Parliament has been engaging in preparatory work on the 28th regime, debating and adopting a legislative-initiative report from the Committee on Legal Affairs (JURI) during the January 2026 plenary session. The JURI report recommended allowing national limited liability companies to register as ‘Societas Europaea Unificata (S.EU) to allow automatic recognition in all Member States. However, the report also recommended implementing safeguards to ensure that the regime does not undermine labour and social laws.

The Commission’s March 2026 proposal for a regulation establishing the 28th regime corporate legal framework would allow for quick, digital registration that is automatically valid across the EU. It would also provide for a single tax treatment of employee remuneration and a framework for winding up companies.
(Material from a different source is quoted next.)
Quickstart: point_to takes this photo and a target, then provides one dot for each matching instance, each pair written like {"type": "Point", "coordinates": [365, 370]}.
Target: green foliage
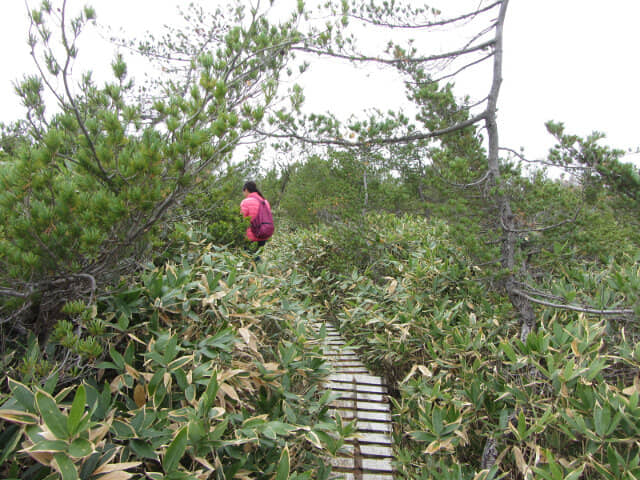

While Parliament’s resolution supports the approach, it remains cautious about the proposal’s chances of success.

Overall, the objectives of the 28th regime as defined by the Commission and the Parliament are well aligned, as both institutions believe the regime should support the EU’s competitiveness, harmonise the single market and modernise the business environment. However, there are some key differences; EPRS conducted a comparative assessment of the Commission’s proposal for a 28th regime corporate legal framework and Parliament’s legislative-initiative resolution, identifying limitations in six areas of the Commission’s proposal, which include:

  • Harmonised legal form;
  • Registration and exit;
  • Closure of companies;
  • Attracting talent;
  • Governance and safeguards;
  • Dispute resolution.

The EPRS assessment found that the Commission proposal could have an impact on the generation of European added value, with particular reference to three of the identified shortcomings. Firstly, the scope of eligible companies is broad, without ensuring a clear and consistent definition. Secondly, the proposed ‘dual-track’ system could vary across Member States, reducing legal certainty for investors and restricting possibilities for cross-border scale-up of innovative companies. Finally, there is a lack of measures to establish a specialised dispute resolution mechanism.


Ultimately, the Commission proposal focuses on company law and operations while Parliament takes a broader view, considering the need to support the entire ecosystem around innovative companies, including labour law, investment, and cross-border scale up.

The 28th regime is a key measure in the European Commission’s 2025 competitiveness compass; an economic framework which aims to close the innovation gap, decarbonise the economy and reduce foreign dependencies. The need for such a comprehensive legal framework was highlighted by the 2024 Letta and Draghi reports. Its objective is to create a uniform set of rules for companies applicable across the EU, simplifying the legal framework to facilitate the competitiveness of businesses and start-ups operating in the single market.

The Commission envisages that it should be possible to establish a company under the 28th regime within 48 hours, which EPRS predicts could lead to an increase in venture capital invested in European companies of about €445 billion, thus supporting the potential of European start-ups to grow and scale-up in Europe.